Department of Experimental Medicine, Università di Genoa, Via De Toni 14, 16132 Genova, Italy.
Molecular Pathology Unit, IRCCS Ospedale Policlinico San Martino, Largo Rosanna Benzi 10, 16132 Genova, Italy.
Cells. 2023 Aug 30;12(17):2173. doi: 10.3390/cells12172173.
Dysfunction of the retinal pigment epithelium (RPE) is associated with several diseases characterized by retinal degeneration, such as diabetic retinopathy (DR). However, it has recently been proposed that outer retinal neurons also participate in the damage triggering. Therefore, we have evaluated the possible crosstalk between RPE and photoreceptors in priming and maintaining oxidative damage of the RPE. For this purpose, we used ARPE-19 cells as a model of human RPE, grown in normal (NG, 5.6 mM) or high glucose (HG, 25 mM) and unoxidized (UOx) or oxidized (Ox) mammalian retinal rod outer segments (OSs). ARPE-19 cells were efficient at phagocytizing rod OSs in both NG and HG settings. However, in HG, ARPE-19 cells treated with Ox-rod OSs accumulated MDA and lipofuscins and displayed altered LC3, GRP78, and caspase 8 expression compared to untreated and UOx-rod-OS-treated cells. Data suggest that early oxidative damage may originate from the photoreceptors and subsequently extend to the RPE, providing a new perspective to the idea that retinal degeneration depends solely on a redox alteration of the RPE.
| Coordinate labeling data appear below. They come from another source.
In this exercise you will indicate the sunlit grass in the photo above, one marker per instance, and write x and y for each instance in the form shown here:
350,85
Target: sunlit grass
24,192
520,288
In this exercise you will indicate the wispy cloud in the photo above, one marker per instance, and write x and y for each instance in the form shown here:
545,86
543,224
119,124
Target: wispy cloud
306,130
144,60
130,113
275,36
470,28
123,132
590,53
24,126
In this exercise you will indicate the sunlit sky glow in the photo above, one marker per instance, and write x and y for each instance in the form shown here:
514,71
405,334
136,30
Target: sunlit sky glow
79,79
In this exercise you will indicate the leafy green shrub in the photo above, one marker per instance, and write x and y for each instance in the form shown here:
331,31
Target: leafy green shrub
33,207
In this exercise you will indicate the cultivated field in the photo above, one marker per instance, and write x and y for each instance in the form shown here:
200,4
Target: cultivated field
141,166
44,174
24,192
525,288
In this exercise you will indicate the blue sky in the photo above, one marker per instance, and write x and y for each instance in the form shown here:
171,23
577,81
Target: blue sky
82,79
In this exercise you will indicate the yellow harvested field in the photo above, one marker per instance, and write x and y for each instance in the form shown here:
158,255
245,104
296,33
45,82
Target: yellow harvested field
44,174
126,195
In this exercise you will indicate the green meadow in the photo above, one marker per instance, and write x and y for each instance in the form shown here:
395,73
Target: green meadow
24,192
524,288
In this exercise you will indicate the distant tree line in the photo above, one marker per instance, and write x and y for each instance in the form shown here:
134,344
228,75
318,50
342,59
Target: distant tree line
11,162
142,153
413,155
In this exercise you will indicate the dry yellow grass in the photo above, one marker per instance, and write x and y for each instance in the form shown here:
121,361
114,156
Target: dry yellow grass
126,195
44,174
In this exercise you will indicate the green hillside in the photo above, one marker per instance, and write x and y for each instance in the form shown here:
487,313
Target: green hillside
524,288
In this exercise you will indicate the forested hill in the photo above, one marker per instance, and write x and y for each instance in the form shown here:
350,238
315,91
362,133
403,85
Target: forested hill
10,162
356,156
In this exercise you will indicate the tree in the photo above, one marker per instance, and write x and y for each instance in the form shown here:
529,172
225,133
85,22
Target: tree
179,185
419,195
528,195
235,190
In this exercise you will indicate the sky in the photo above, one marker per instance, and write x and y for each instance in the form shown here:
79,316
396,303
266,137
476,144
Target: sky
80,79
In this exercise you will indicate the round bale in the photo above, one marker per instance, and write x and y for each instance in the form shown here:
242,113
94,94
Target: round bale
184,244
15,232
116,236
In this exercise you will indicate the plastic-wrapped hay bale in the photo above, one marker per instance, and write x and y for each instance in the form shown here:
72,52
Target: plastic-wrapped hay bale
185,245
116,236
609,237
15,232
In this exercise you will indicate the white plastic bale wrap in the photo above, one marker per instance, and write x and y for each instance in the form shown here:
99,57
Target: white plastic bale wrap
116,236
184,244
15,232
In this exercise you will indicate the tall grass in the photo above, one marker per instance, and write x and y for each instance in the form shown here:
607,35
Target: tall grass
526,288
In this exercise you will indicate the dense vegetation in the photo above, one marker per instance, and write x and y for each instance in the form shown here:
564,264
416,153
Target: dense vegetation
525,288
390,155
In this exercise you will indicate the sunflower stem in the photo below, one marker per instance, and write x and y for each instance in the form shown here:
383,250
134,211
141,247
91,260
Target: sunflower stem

视网膜色素上皮 (RPE) 的功能障碍与几种以视网膜变性为特征的疾病有关,如糖尿病性视网膜病变 (DR)。然而,最近有人提出,外视网膜神经元也参与了损伤触发。因此,我们评估了 RPE 和光感受器之间可能的串扰,以引发和维持 RPE 的氧化损伤。为此,我们使用 ARPE-19 细胞作为人 RPE 的模型,在正常葡萄糖 (NG,5.6 mM) 或高葡萄糖 (HG,25 mM) 以及未氧化 (UOx) 或氧化 (Ox) 哺乳动物视杆外节 (OS) 中培养。ARPE-19 细胞在 NG 和 HG 环境中均能有效地吞噬视杆 OS。然而,在 HG 中,与未处理和 UOx-rod-OS 处理的细胞相比,用 Ox-rod OS 处理的 ARPE-19 细胞积累了 MDA 和脂褐素,并显示出 LC3、GRP78 和 caspase 8 表达的改变。数据表明,早期氧化损伤可能起源于光感受器,随后扩展到 RPE,为视网膜变性仅取决于 RPE 的氧化还原改变这一观点提供了新的视角。